PAGE AND RICHMOND

On World Environment Day 2016, Northern Rivers Environment Groups met to discuss the forthcoming election. Candidates for the electorates of Page and Richmond will be asked to state their positions on environment issues.

A meeting of representatives of environment groups from throughout the northern rivers was held at Bungawalbin on Saturday to identify environmental issues for the Federal election. They identified a broad range of issues of national significance that they will be requesting federal candidates for the seats of Richmond and Page to clearly state their positions on so that voters can take the environment into account when deciding who to vote for.

The groups resolved that as an outcome of this election it is vital that urgent action is taken to redress the unfolding climate emergency that is killing the Great Barrier Reef, spreading dieback through our local forests and threatening the northern river's internationally significant biodiversity.

"To buy us time to reduce our carbon dioxide emissions it is essential that we restore and enhance forests' roles as carbon sinks. We are asking candidates to ensure the maximisation of carbon sequestration and storage in forests by supporting an end to the logging of native forests on public land, the clearing of native forests on private land, and the burning of native forests for electricity" said Dailan Pugh of the North East Forest Alliance.

"Landholders should be rewarded for protecting and rehabilitating native forests. We are asking candidates to commit to using their best endeavours to direct carbon credits into providing incentives to landholders to protect native vegetation, undertake weed control, revegetate wildlife corridors and repair stream buffers" said John Edwards of the Clarence Environment Centre

"Tens of thousands of hectares of our local forests are suffering from dieback and it is rapidly getting worse. Lantana is taking over their understories and the trees are dead and dying. It is a national environmental disaster that is being exasperated by climate change. It requires a massive rehabilitation effort to fix our forests up so that they can once again become carbon sinks" said Jim Morrison, President of the North Coast Environment Council.

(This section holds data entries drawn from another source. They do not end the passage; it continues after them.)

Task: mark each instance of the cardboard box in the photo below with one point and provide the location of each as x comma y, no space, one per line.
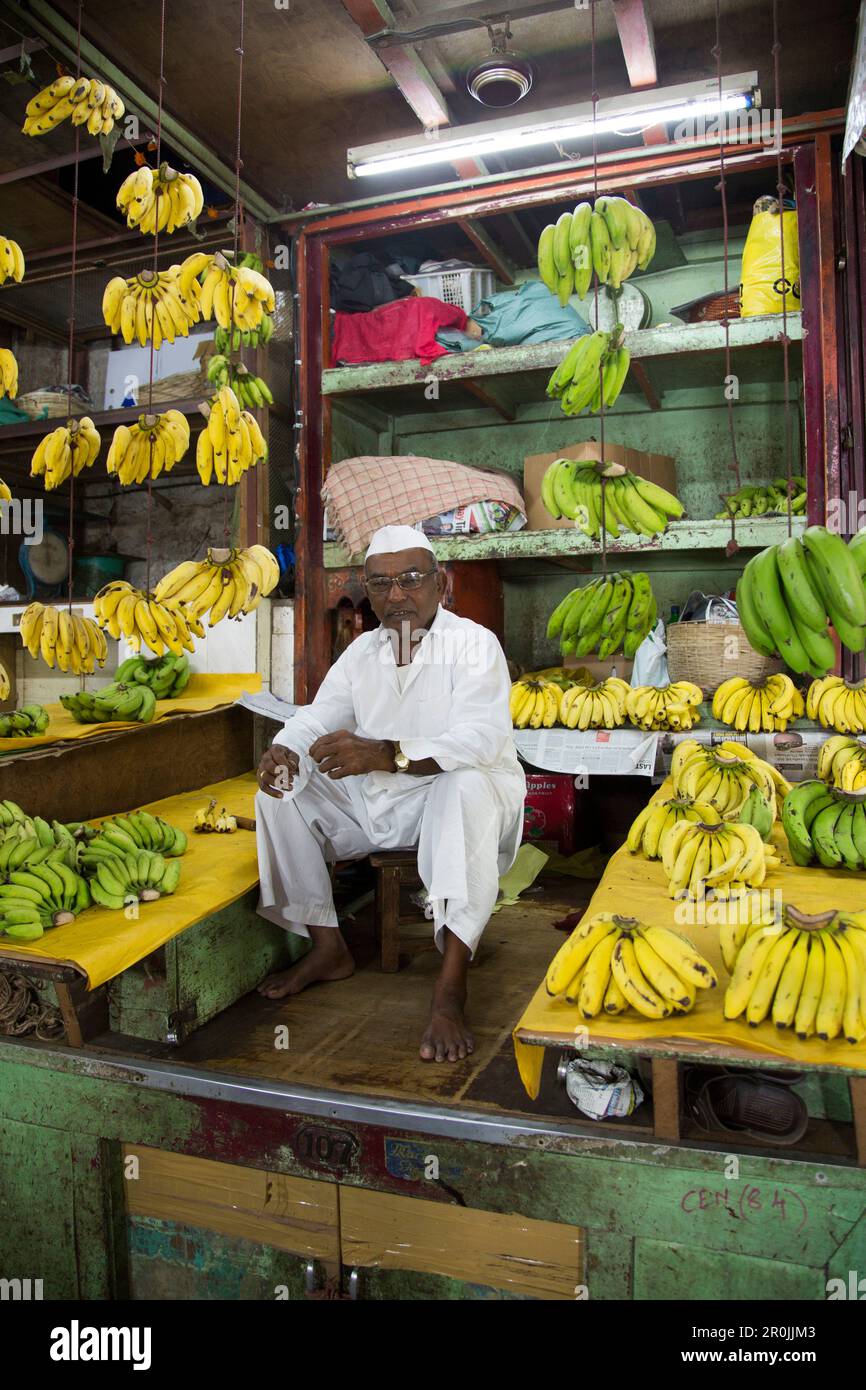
658,467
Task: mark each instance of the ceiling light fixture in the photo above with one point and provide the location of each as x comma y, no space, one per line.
503,78
691,102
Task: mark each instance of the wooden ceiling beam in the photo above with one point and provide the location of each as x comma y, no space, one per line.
635,34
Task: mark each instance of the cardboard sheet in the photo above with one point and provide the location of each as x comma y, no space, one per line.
214,872
203,692
637,887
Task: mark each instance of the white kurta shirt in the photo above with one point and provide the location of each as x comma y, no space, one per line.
453,708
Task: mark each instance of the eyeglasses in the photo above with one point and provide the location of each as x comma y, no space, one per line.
381,584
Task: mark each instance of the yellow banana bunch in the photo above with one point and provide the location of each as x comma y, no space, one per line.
665,706
837,704
84,100
11,260
720,859
535,704
150,306
142,619
149,446
64,452
841,762
61,638
231,441
759,706
612,962
160,200
9,374
649,827
225,584
724,776
595,706
234,295
802,972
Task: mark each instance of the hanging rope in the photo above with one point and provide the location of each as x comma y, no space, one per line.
156,255
71,348
716,53
238,223
601,370
780,192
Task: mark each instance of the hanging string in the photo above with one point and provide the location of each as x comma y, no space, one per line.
71,348
156,255
726,320
601,370
780,192
238,221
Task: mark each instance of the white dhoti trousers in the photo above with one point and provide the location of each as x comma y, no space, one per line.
466,824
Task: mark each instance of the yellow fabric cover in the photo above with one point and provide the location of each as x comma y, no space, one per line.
202,692
637,887
214,872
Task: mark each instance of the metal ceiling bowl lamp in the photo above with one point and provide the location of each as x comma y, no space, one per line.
503,78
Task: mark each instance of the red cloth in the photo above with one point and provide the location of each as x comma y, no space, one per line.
396,331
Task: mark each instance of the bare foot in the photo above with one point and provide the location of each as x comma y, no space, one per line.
327,959
446,1037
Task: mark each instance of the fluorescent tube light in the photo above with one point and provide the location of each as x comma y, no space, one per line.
622,116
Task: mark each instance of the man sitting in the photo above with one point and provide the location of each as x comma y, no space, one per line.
407,742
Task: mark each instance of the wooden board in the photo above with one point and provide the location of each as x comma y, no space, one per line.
293,1214
535,1258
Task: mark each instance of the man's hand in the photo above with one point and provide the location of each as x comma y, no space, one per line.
346,755
277,770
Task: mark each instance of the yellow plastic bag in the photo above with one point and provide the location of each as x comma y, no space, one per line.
762,288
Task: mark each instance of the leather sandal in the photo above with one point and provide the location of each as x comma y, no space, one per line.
745,1104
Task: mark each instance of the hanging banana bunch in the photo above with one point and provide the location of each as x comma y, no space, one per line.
85,100
149,446
64,452
150,305
234,295
67,640
160,200
231,442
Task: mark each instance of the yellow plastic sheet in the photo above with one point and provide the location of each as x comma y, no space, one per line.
637,887
214,872
202,692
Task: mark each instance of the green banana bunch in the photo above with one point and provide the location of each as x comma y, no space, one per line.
131,833
252,391
592,369
615,238
128,701
232,339
27,722
770,499
788,592
574,491
117,879
167,676
608,613
41,895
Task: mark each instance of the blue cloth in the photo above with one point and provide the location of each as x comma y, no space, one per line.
527,314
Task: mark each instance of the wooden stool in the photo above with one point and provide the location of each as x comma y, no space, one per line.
392,868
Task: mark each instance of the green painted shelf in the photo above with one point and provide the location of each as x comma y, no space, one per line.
669,341
551,545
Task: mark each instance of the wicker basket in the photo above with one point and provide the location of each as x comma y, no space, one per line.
709,653
50,405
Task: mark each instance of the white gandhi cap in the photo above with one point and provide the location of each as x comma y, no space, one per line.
389,540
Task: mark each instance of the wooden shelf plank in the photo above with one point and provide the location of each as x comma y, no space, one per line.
523,545
496,362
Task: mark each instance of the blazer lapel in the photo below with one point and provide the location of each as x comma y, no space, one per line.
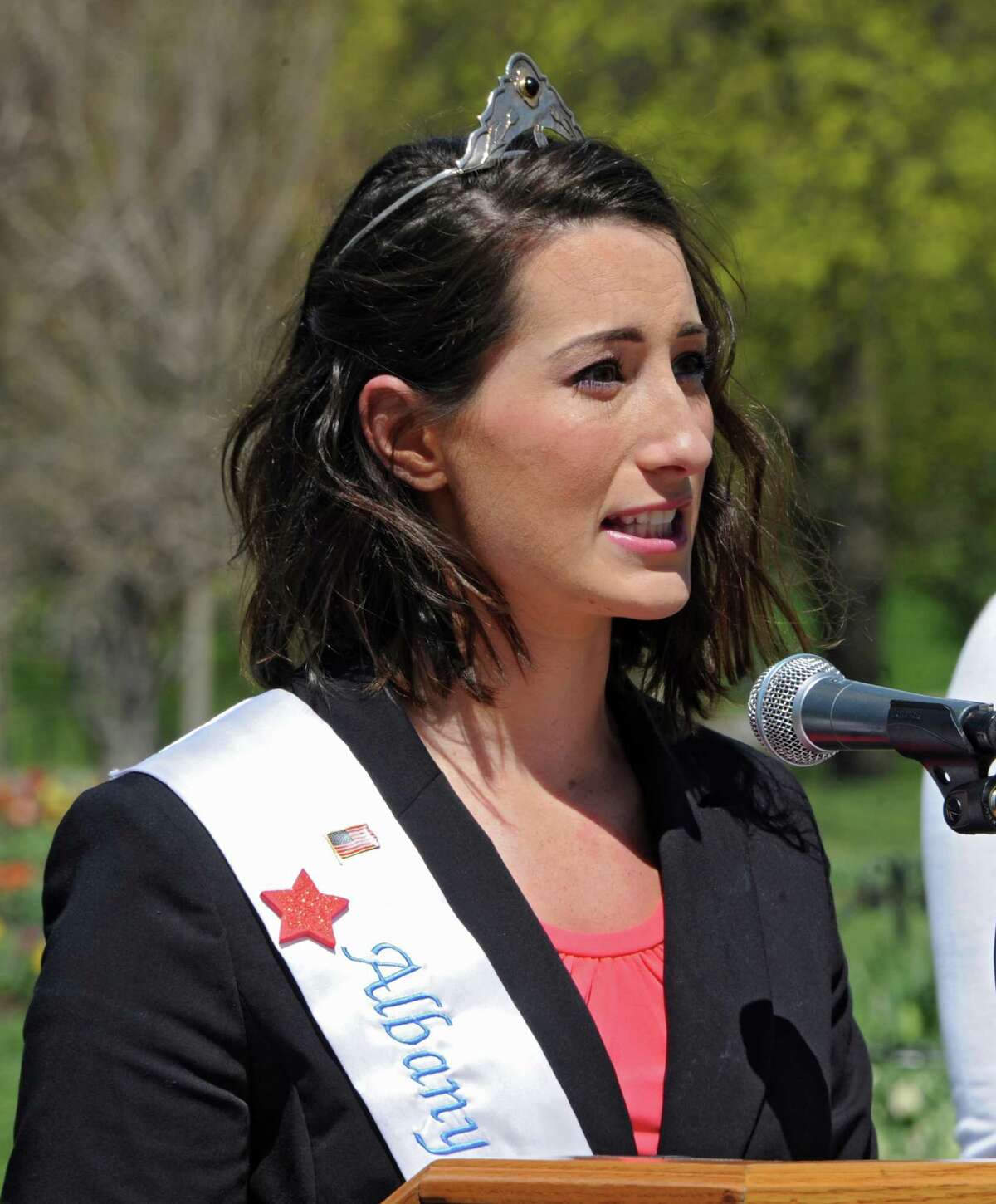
716,981
486,899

The groups considered that local representatives have avoided their obligations to protect matters of National Environmental Significance for far too long, and are calling on candidates to take specific actions to protect the full diversity of national treasures: world heritage properties, national heritage places, the Great Barrier Reef Marine Park, wetlands of international importance, threatened species and ecological communities, Commonwealth marine areas, migratory species, and water resources.

The groups resolved that both State and Federal Governments have been negligent by not taking the action needed to redress the ongoing decline of the iconic Koala, as evidenced by the listing of the Tweed coast population as endangered.

"NSW’s Roads & Maritime Services have demonstrated a total disregard for the future of Ballina's Koalas by not deviating from their proposal to push the highway through the most important Koala population in Ballina Shire. Independent koala ecologists and international specialists have found their Ballina Koala Plan and underpinning population viability analysis to be seriously flawed. None of the mitigation measures proposed will alleviate the route’s negative effects. We ask candidates to help ensure that Ballina's koalas are protected into the future by making representations to the Federal Environment Minister to move the route for Section 10 away from them" said Lorraine Vass, President Friends of the Koala

"Our hinterland Koalas are in trouble too. Koalas to the south of Casino have been found to be in serious decline. Two areas of public land, Royal Camp and Carwong State Forests, have been identified as core habitat important for the Koala's survival.  We ask candidates to support the creation of the Sandy Creek National Park over these areas" said Geoff Reid of the Casino Environment Centre.